Terlihat daun pintu bergerak turun, seseorang masuk kamar Zada tanpa mengetuk lebih dulu. Begitu lancangnya Rebbeca masuk dengan mengendap-endap, berharap laki-laki itu takkan sadar. Mengenal dekat keluarga Zada membuatnya leluasa datang ke rumah besar itu setiap hari, meski terkadang membuat Rosalie jengkel dan kali ini dia berhasil masuk kamar Zada tanpa ada yang tahu.
Langkah Rebbeca terus menghampiri Zada yang sangat menikmati tidurnya, senyum terus saja ia pasang karena cukup senang malam ini. Hingga Rebbeca benar-benar duduk di sisi Zada, menatap dari dekat wajah rupawan laki-laki yang selalu membuatnya mabuk kepayang dan selalu memenuhi pikirannya setiap waktu.
"Mau tidur atau enggak juga kamu tetep ganteng kok, Zad. Maksimal banget malah," gumam Rebbeca lirih, tak ingin Zada sampai terbangun.
Mendadak tangan kanan gadis itu bergerak menghampiri kepala Zada, dia membelai lembut kepala Zada dan menyibak sedikit poni Zada agar dapat melihat wajah tampan itu lebih jelas.
"Ya ampun kamu gemesin banget sih, Zad. Pantas aku nggak mau pindah ke lain hati," ucap Rebbeca gemas.
Mau pakaian apa pun yang dikenakan, Zada memang menggemaskan, malam ini dia hanya memakai kaus oblong warna putih dan celana pendek hitam. Tak ada yang spesial, tapi apa pun yang Zada pakai selalu pantas untuknya.
Mendadak wajah Rebbeca mendekat, dia mulai mencuri kesempatan dalam kesempitan. Jantungnya berdetak lebih cepat menikmati momen itu, ketika wajahnya kian dekat dengan wajah Zada.

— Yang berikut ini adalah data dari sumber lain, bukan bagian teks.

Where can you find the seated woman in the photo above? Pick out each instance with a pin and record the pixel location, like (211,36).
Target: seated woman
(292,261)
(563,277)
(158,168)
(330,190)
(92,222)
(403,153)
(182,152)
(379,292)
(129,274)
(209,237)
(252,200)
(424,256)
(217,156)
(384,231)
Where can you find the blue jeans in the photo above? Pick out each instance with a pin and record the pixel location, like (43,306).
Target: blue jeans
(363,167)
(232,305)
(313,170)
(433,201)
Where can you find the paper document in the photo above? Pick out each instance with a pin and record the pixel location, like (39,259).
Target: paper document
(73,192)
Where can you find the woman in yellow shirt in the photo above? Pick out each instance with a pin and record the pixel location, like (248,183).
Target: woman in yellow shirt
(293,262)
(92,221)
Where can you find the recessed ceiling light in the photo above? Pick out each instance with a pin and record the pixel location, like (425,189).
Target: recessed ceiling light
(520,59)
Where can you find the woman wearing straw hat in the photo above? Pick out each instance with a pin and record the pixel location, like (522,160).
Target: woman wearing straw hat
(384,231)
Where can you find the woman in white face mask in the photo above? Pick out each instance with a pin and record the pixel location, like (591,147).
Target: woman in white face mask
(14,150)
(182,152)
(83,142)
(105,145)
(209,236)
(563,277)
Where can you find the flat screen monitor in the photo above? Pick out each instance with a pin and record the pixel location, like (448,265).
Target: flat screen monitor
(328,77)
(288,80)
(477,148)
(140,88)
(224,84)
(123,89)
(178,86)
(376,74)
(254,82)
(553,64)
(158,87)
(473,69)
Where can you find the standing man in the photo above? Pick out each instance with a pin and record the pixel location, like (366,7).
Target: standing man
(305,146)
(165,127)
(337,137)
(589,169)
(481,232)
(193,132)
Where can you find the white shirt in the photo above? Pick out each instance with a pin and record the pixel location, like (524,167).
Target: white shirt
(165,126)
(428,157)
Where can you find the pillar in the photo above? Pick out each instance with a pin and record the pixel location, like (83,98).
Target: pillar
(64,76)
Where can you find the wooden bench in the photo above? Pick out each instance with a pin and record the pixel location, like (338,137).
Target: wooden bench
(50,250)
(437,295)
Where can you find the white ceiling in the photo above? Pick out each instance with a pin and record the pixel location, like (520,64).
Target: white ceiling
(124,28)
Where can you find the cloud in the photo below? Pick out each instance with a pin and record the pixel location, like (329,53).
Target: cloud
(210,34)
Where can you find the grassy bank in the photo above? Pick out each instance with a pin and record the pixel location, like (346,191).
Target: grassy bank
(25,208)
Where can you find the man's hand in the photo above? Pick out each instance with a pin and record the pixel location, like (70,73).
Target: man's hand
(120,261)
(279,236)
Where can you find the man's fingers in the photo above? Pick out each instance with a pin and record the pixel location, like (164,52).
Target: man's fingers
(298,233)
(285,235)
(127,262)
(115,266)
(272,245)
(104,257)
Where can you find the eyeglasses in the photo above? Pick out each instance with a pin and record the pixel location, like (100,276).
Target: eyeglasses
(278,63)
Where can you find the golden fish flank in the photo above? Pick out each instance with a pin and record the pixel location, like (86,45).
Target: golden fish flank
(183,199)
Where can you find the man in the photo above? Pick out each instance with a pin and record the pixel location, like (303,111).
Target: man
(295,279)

"Bang Jada!" seru Erik yang berdiri di ambang pintu dengan raut kesalnya. Membuat Rebbeca tersentak dan mengurungkan niatnya untuk mencium Zada, dia menoleh pada Erik.
"Erik? Kamu sejak kapan di situ?" tanya Rebbeca yang kini beranjak menghampiri bocah kecil itu.
"Tante ngapain di sini, jangan ganggu abangnya Erik!" sentak Erik dengan kesal, segera dia berlari dan naik ke tempat tidur Zada lalu mengguncang tubuhnya dengan kuat.
Rebbeca mendelik, dia kebingungan sekarang. "Aduh! Jangan dong nanti Zada bangun, Erik?" pinta gadis itu, kini dia kembali menghampiri Erik yang tak mau mengalah pada keadaan.
"Bang bangun, Bang! Bang bangun!" seru Erik sambil terus mengguncang tubuh Zada.
Rupanya usaha bocah itu berhasil, Zada yang merasa benar-benar terusik akhirnya bangun. Dia menggucak matanya sambil menatap Erik remang-remang dengan posisi masih telungkup.
"Kamu ngapain di kamar, Abang, baru pulang?" tanya Zada keheranan.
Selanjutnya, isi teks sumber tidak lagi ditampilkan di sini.